IDATLOADER (aka HIJACKLOADER, GHOSTPULSE) has become prevalent in 2024, using advanced and new techniques such as BPL Sideloading, which Kroll reported on in June. Kroll observes IDATLOADER distributing malware such as ASYNCRAT, PURESTEALER, REMCOS, STEALC and what some might describe as a recent epidemic in LUMMASTEALER infections.
IDATLOADER received its name because of how it stores its malicious payload in the IDAT chunk of the portable network graphics (PNG) file format. First discovered in 2023, Kroll has seen IDATLOADER used by numerous cybercrime actors across a range of technical abilities and objectives. These include initial access brokers, data brokers and more advanced actors associated with ransomware such as KTA106 (Shathak, GOLD CABIN).
Evidence of CARBANAK
In Kroll’s tracking of IDATLOADER, analysts identified one sample that stuck out from the rest. Analysis of the sample indicated that it was a recent version of the remote access trojan CARBANAK (aka ANUNAK), a malware initially used by and named after the infamous cyber-crime group Carbanak (KTA008), which is widely regarded as an advanced persistent threat (APT).
The malware itself is referred to as ANUNAK by its developer. The activity associated with Carbanak is often tracked as interlinked subgroups, such as FIN7 and Cobalt Gang, by sections of the information security community. Regardless of operational nuance, all this activity falls under the sophisticated, financially motivated APT disposition.
Groups associated with the KTA008 cluster have been active since 2012,
and they have shifted focus from financial fraud and point-of-sale malware to ransomware attacks. In doing so, they have coordinated with many well-known ransomware families, such as LOCKBIT, DARKSIDE, REVIL and BLACKSUIT.
The groups often target large corporations in sectors such as retail, hospitality, finance, construction and defense. The groups have also recently used numerous watering hole lures to download LUMMASTEALER, which further links them to our findings.
Malware Analysis
Kroll Cyber Threat Intelligence team’s generative intelligence pipeline, the malware and group monitoring platform (MGMP), detected an anomalous malicious sample dropped by IDATLOADER and flagged it for further analysis.
A sample found inside the IDATLOADER payload was itself encapsulated in a PNG file in a basic form of stenography. The original file appeared to be a screenshot of a window from the Italian version of the open-source program Scribus. The file was modified such that it maintained the PNG header. However, when opened in an image viewer, it was easy to see that its pixel data had been corrupted, indicating that the purpose of this stenography was likely to bypass automated security tooling.
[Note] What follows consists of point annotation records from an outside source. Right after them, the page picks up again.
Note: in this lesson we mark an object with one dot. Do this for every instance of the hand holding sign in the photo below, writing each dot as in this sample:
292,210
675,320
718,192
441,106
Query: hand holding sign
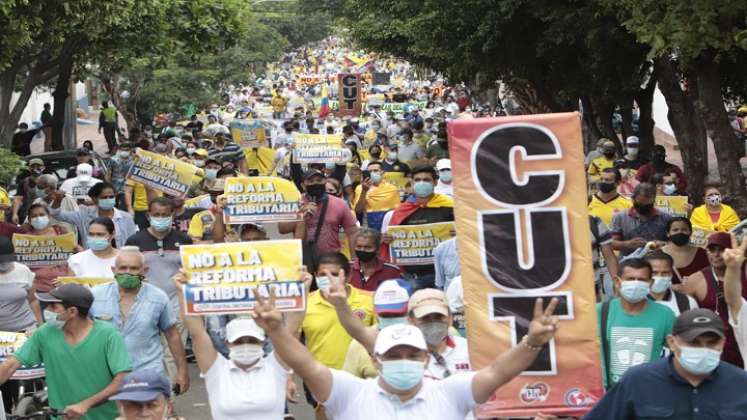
336,295
734,257
544,324
266,315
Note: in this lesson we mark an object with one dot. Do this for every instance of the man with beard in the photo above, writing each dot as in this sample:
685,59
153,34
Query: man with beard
659,165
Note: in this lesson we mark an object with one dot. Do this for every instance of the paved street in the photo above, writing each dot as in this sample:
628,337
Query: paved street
194,404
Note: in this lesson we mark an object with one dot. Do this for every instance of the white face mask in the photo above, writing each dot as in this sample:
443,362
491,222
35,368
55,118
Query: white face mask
245,354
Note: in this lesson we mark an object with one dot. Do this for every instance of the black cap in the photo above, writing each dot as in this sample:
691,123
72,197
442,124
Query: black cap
312,172
69,295
692,323
7,252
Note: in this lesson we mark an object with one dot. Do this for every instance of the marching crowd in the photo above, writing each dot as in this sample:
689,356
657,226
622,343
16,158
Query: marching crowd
377,340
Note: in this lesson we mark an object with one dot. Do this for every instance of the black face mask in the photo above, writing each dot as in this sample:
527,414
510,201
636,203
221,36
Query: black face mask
644,209
365,256
606,187
316,191
680,239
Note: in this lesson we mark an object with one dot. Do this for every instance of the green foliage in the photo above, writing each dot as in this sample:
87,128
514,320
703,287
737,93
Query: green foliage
684,28
10,164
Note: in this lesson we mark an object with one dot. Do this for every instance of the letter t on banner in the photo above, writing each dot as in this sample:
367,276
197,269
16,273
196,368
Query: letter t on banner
523,232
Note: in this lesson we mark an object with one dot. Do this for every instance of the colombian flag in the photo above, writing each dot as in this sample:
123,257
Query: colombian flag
324,104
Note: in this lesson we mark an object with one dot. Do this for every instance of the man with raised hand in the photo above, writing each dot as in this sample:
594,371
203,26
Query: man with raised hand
401,356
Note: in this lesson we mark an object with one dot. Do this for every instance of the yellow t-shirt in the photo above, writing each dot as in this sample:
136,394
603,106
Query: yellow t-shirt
326,339
606,211
701,219
383,197
598,165
358,362
140,195
4,199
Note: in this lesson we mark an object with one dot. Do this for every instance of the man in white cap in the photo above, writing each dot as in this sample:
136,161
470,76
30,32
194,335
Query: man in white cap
401,357
443,166
78,187
390,305
247,384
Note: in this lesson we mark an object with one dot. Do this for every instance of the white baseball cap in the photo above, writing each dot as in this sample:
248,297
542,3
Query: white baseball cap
243,327
399,335
443,164
391,298
84,171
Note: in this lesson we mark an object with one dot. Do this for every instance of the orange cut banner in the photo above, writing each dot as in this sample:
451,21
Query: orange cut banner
523,232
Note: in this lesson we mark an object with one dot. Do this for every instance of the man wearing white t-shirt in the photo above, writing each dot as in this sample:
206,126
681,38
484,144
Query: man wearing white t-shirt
429,311
78,187
401,357
733,292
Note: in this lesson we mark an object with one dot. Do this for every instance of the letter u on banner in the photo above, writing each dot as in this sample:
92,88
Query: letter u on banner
523,234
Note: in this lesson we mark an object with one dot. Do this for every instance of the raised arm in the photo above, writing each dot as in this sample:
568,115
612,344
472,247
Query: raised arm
514,361
314,374
734,259
338,297
202,346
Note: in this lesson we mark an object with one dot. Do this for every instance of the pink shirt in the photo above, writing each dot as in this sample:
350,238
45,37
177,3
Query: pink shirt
338,216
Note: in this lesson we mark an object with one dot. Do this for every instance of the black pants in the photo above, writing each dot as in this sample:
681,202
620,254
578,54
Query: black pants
110,134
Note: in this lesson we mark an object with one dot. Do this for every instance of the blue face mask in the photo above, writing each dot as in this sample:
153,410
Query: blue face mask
50,318
634,291
97,244
40,222
107,203
699,360
161,224
322,283
386,322
422,189
40,193
402,374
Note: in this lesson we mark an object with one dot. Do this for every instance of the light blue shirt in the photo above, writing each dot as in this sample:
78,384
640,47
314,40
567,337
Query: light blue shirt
447,263
124,225
149,315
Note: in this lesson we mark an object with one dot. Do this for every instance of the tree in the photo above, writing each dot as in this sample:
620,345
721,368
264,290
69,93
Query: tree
535,47
699,38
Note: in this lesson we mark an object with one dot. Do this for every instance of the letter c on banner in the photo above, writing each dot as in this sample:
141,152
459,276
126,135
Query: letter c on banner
494,172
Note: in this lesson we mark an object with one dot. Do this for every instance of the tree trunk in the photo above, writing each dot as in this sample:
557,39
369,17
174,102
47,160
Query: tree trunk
61,92
645,100
688,128
710,106
626,112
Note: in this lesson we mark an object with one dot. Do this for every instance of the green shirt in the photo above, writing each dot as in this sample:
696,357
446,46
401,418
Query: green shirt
78,372
633,339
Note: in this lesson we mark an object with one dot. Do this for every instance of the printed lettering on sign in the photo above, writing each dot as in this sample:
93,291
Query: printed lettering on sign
520,211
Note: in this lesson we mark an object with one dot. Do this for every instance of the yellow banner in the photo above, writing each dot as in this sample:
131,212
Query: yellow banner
224,278
674,205
318,148
260,199
162,173
85,281
248,133
398,179
40,251
10,342
414,245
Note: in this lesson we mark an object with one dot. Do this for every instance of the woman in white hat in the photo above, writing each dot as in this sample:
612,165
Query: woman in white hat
246,385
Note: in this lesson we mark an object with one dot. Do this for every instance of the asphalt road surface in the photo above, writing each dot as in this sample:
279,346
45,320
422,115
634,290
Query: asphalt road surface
194,404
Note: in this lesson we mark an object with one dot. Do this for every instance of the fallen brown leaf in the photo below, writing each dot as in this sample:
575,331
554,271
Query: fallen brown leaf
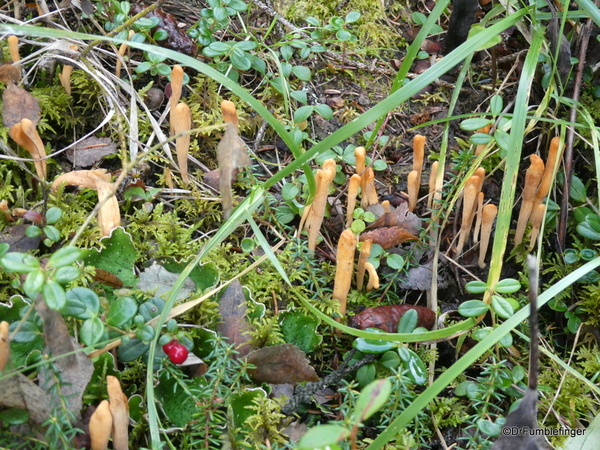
231,155
388,237
90,150
19,104
233,325
400,217
9,74
386,317
280,364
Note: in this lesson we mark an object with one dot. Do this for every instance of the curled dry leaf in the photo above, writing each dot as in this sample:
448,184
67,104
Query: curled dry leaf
231,155
18,104
89,151
386,317
388,237
401,217
280,364
233,325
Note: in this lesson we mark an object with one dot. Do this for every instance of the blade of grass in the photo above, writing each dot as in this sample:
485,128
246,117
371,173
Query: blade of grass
473,355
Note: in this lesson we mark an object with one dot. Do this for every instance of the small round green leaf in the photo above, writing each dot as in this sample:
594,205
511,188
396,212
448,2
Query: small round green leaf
507,286
488,427
373,345
19,262
52,233
323,437
64,275
64,257
395,261
408,322
302,113
85,297
475,123
54,295
145,333
53,215
365,374
33,231
473,308
121,311
476,287
91,331
390,359
502,307
34,282
371,399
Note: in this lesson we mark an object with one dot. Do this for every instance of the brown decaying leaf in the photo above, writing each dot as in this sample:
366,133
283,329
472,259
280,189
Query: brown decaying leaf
233,325
388,237
89,151
386,317
75,370
9,74
18,391
107,278
280,364
231,155
18,104
400,217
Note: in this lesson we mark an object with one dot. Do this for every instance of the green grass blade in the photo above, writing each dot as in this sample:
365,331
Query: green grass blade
473,355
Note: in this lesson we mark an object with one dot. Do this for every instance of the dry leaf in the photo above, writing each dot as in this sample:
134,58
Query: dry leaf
233,325
90,150
9,74
400,217
18,241
20,392
280,364
388,237
19,104
231,154
386,317
158,280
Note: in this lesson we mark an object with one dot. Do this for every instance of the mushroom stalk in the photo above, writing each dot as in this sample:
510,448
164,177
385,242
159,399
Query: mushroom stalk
315,216
533,176
373,277
537,217
353,186
13,48
26,135
363,258
343,270
369,195
432,176
413,182
469,199
487,221
100,426
181,122
120,413
176,90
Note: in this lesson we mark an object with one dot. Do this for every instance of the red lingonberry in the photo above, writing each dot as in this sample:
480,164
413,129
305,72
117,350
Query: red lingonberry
169,345
178,354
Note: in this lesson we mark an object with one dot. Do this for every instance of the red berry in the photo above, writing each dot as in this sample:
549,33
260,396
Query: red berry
178,354
169,345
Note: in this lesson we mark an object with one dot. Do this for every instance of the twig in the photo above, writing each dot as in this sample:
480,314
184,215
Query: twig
304,393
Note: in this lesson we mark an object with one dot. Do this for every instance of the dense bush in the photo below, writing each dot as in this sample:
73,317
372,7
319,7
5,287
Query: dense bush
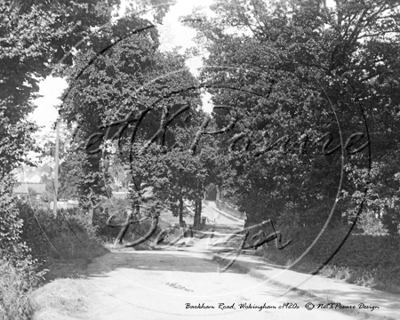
363,255
17,267
64,236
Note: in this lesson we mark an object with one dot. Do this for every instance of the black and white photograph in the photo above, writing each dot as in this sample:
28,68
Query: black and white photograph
199,159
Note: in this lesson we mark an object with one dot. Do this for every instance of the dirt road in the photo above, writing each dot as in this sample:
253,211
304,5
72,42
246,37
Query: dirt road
150,285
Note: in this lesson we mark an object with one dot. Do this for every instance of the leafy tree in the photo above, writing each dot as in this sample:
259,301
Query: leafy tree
283,68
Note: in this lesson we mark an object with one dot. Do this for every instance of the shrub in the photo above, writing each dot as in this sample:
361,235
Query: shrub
363,259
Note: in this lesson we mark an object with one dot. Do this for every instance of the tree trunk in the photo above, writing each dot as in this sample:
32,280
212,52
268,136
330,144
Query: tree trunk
123,230
181,212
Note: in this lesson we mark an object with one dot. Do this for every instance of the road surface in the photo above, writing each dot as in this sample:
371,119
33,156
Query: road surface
150,285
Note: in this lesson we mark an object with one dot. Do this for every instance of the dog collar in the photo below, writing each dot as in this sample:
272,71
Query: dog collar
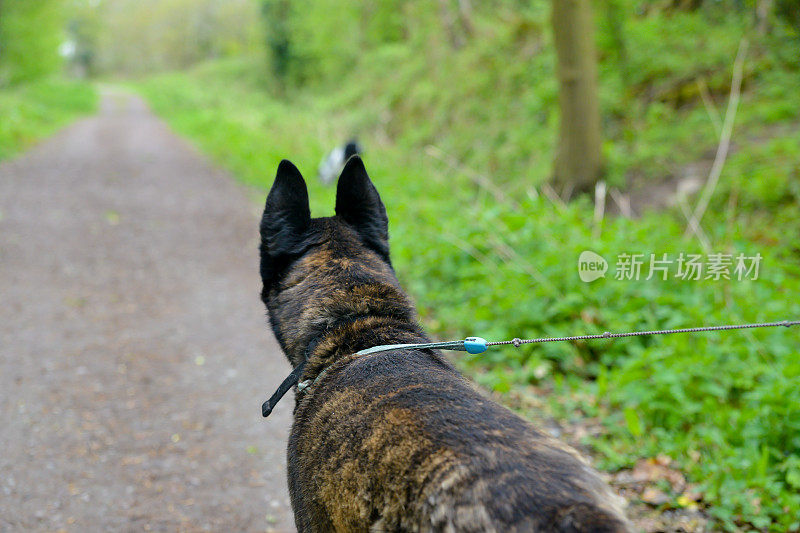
472,345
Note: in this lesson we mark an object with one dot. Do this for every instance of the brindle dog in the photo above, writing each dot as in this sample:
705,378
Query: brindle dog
399,440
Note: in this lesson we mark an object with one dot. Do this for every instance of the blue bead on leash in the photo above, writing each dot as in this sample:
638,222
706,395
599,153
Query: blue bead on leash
475,345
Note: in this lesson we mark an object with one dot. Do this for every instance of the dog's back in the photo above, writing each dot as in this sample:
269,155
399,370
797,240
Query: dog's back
398,440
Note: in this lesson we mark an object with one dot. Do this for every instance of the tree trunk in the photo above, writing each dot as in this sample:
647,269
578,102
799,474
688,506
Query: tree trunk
763,15
578,164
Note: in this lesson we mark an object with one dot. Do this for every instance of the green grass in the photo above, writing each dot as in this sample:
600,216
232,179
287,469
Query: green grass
34,110
723,406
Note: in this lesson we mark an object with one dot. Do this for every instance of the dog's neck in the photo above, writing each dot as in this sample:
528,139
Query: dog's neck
358,332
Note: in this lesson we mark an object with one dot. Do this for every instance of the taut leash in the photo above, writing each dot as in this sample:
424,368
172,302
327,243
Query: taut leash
476,345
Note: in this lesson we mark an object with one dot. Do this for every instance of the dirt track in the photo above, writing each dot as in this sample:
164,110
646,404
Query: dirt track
134,352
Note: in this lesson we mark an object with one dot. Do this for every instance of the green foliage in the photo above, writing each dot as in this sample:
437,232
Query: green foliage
440,121
30,33
136,36
31,111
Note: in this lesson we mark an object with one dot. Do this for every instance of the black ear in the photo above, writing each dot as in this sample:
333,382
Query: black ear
286,218
358,204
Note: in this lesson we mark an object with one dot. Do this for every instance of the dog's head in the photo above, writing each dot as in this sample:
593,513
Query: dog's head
318,272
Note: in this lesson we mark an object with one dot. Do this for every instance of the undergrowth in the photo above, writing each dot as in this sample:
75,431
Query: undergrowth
33,110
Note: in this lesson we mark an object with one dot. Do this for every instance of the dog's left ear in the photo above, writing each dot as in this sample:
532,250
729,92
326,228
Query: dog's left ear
359,204
286,219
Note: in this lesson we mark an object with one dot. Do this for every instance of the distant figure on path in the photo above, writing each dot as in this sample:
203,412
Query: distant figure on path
332,165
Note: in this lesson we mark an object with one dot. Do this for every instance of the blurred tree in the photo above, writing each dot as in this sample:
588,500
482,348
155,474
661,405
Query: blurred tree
578,162
30,33
148,35
276,22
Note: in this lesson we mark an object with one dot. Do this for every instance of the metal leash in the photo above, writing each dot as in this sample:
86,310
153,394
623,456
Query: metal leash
476,345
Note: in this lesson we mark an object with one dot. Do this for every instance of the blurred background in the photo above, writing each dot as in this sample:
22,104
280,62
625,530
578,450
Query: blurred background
506,137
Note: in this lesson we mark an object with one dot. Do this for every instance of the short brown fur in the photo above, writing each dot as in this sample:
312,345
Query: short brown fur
399,440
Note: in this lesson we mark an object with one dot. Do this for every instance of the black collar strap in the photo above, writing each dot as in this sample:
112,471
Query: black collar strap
472,345
288,383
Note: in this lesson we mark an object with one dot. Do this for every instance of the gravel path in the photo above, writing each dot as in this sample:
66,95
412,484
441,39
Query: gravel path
134,350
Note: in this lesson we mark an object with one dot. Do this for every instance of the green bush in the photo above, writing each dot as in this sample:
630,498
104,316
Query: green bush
440,123
34,110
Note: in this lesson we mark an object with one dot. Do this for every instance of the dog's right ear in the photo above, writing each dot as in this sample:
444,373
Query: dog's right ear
286,218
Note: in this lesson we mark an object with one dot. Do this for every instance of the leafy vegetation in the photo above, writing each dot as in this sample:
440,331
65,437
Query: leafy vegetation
723,406
33,110
30,33
457,107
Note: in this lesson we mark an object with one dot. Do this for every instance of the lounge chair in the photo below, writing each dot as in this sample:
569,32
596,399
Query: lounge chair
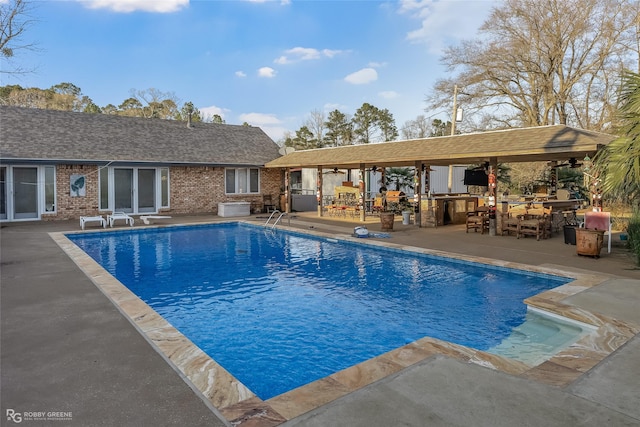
98,218
115,216
149,219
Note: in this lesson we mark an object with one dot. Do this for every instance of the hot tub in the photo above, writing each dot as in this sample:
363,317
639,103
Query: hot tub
230,209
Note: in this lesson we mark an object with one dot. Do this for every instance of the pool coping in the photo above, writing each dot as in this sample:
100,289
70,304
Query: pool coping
240,406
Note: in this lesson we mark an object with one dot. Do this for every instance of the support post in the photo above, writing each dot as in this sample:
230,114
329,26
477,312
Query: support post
417,191
319,194
363,192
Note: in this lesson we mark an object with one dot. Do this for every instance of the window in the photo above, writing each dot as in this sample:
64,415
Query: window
104,188
242,180
164,187
133,189
49,188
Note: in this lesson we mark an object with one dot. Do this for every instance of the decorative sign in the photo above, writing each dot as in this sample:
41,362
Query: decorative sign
78,188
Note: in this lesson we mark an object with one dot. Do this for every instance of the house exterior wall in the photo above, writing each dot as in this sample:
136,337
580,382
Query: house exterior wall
192,190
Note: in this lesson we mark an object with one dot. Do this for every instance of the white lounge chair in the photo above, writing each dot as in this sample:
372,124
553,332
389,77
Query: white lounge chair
98,218
149,219
115,216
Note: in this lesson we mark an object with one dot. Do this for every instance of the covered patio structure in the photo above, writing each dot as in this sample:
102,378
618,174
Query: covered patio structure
544,143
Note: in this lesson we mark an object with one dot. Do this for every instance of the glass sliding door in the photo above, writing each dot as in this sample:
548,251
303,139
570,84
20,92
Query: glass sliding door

Figure 1: Section of the image showing corrupted pixel data where payload was encapsulated
The sample itself exhibits behaviors as previously noted for CARBANAK. In particular, the collection of processes and services on the system, multiple threads, and use of named pipes for inter-thread communication.
Figure 2: Output of process monitor showing services information gathering
Figure 3: Malware accessing named pipe usage
When debugging the sample, indicators were present that linked this to CARBANAK malware. For example, a string matching a format commonly used as an ID by the malware.
Figure 4: CARBANAK identification string present in memory
Additionally, in-memory references to the malware’s internal name (ANUNAK) and configuration can be found.
Figure 5: CARBANAK configuration and internal name present in process memory
Because of this, Kroll assesses with high confidence that this sample is CARBANAK/ANUNAK malware.
The presence of the CARBANAK malware inside of a IDATLOADER payload could indicate that some or all of the Carbanak cluster of APT groups are preparing for or participating in a new campaign using IDATLOADER to load their malicious payloads.
Kroll is tracking this new activity cluster as KTAC005.
It should be noted that the source code for CARBANAK was leaked in 2019, so it cannot be ruled out that a new actor could be utilizing the remote access trojan RAT. However, due to the complexity of the malware and the nature of the leak, Kroll assesses that this is less likely to be the case.
Based on KTA008’s previous behavior, we could now be witnessing IDATLOADER being adopted in targeted attacks by sophisticated threat actors alongside its abundant use in the propagation of commodity malware.